Africans ask: 'Why isn't anyone telling the good news?'
| JOHANNESBURG, SOUTH AFRICA
The way most newspapers and TV news tell it, there's little going on in Africa except poverty, famine, disease, and even genocide.
But there's more to Africa than hardship. And there are growing efforts to try to present a fuller, more rounded picture of this continent to the world.
For example:
• Africa's economies grew by more than 5 percent last year - their biggest expansion in eight years. Central Africa's oil boom spurred 14.4 percent growth for that region.
• Ghana's stock exchange is regularly one of the highest-performing markets in the world; in 2003, it was No. 1, gaining 144 percent, according to one analysis.
• Exports to the US from 37 African nations jumped 88 percent last year, to $26.6 billion. Jeans made in Lesotho are sold in US stores. Also, flowers from Kenya and vegetables from Senegal are regularly available in European shops.
• Use of cellphones and the Internet is growing faster in Africa than anywhere else, according to the United Nations.
These and other statistics are getting more focus amid efforts to boost Africa's image - along with the world's willingness to invest in the continent.
A prominent challenge came this week from Rwandan President Paul Kagame.
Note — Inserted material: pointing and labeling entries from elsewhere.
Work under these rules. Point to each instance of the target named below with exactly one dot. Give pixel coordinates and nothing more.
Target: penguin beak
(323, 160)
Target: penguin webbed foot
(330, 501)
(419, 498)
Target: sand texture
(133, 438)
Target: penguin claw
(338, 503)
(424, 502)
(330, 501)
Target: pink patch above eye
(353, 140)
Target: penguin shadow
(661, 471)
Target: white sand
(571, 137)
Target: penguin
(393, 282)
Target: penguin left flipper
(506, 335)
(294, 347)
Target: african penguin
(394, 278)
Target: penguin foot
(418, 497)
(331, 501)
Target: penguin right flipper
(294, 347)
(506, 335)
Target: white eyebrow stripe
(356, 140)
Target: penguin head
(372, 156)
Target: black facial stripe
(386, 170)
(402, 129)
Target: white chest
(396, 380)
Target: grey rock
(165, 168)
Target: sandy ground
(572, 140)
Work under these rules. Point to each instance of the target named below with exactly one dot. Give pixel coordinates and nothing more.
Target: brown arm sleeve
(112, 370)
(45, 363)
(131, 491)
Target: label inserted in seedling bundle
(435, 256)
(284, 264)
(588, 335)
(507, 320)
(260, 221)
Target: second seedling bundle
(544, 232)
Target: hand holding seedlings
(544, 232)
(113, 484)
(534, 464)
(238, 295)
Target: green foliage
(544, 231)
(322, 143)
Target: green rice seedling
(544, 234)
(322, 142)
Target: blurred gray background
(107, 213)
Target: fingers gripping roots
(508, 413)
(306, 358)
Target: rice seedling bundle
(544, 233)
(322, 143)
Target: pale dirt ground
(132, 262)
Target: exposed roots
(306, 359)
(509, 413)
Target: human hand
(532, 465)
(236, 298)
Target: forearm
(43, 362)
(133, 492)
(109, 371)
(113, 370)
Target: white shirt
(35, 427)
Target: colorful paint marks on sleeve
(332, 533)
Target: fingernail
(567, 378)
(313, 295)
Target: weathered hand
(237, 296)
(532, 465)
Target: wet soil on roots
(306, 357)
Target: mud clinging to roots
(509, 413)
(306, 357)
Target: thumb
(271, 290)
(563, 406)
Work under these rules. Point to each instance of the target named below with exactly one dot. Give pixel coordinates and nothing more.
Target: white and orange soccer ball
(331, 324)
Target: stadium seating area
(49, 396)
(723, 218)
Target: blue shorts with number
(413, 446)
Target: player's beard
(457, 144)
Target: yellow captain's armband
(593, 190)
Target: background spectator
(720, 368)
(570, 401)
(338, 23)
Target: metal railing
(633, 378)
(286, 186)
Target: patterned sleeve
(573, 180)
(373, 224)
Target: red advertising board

Speaking in Kenya at the International Press Institute's annual gathering, he defied the media to tell the whole story.
"I urge you to play your role, not merely as watchdogs and whistle-blowers, but as advocates and educators in our joint venture to make Africa ... a better place," he said.
He further argued the negative portrayal hurts Africa's efforts to fix its problems. "One of the reasons why Africa has not been able to attract enough foreign direct investment, which we need for our development, is the constant negative reporting," he added.
For sure, "Africa has other things going on besides wars and famines," says longtime journalist Carol Pineau, but traditionally the foreign media haven't focused on them. For instance, she says, "We make it sound as though there is no economic life in Africa."
Her documentary, "Africa: Open for Business," is a counterpoint. It was funded by the World Bank and screened at this year's Cannes Film Festival in France. It highlights 10 entrepreneurs profiting in Africa, including a cellphone magnate in Congo who worked with local residents to scrounge parts for a transmission tower, which they constructed amid a rebel attack on the capital. Now there are legions of cellphone users in Congo.
And some mainstream media are already changing their coverage.
"Africa is shifting more and more toward becoming a business story," says John Chiahemen, chief Reuters correspondent in Southern Africa and chairman of the board of the Foreign Correspondents' Association of Southern Africa. (This reporter is also a member of that board.) Increasingly, he says, Reuters is focusing on "opportunities in Africa" because the continent "has never looked more promising as a business destination."
He cites Barclays Bank's pending $5.5 billion purchase of 60 percent of South Africa's largest bank, Absa, as evidence of the changing climate. It is Barclays' biggest investment outside Britain in its 100-year history. Observers say it shows even conservative bankers can be bullish on Africa.
Another news-balancing effort comes from a pair of South African men. Fed up with overwhelmingly negative cocktail-party talk about their country, they developed books and videos called "South Africa: The Good News."
They reminded South Africans of the country's progress since the start of its multiracial democracy in 1994. For instance, only 63 percent of South Africans were functionally literate back then. Now 80 percent are. The country's notoriously high murder rate has decreased by 25 percent since 1994. And South Africa ranks 25th among the world's economies, putting it in the top 15 percent.
Now the two men are turning their efforts to the rest of the continent, including focusing on the growth in multiparty democracy as evidence of dramatic progress. In the 1980s just a handful of free and fair elections took place in Africa. There were at least that many last year alone, although there are still numerous dictatorial, even tyrannical, regimes in places like Zimbabwe and Sudan.
Indeed, context is key to getting to the truth about Africa, argues Brett Bowes, one of the "Good News" founders. Many places in Africa may be a mess, he says, "But the question is: Was this a bigger mess five years ago or not?" In other words, has there been progress?
One thing blocking a fuller perception of Africa's progress may be implicit racism, argues Charles Stith, former US ambassador to Tanzania, now at Boston University.
There's a historic framework, he says, "that by definition sees Africa ... and Africans as inferior and negative," and makes most stories about the continent negative.
By contrast, he says, "China has problems, but we see and hear other things about China. Russia has problems, yet we see and read other things about Russia." That same standard, he says, should apply to Africa.
To be sure, there's plenty of poverty and suffering across Africa. "We absolutely need coverage of wars and famines," says Pineau, the filmmaker. For instance, not to cover Sudan's Darfur province, where the US says genocide has occurred, "would be criminal."
But she turns the issue back to US readers and reporters and cites the Columbine school shooting, the Oklahoma City bombing, and other US tragedies, asking: "How would you feel as an American if all anyone ever talked about was the disasters of America?"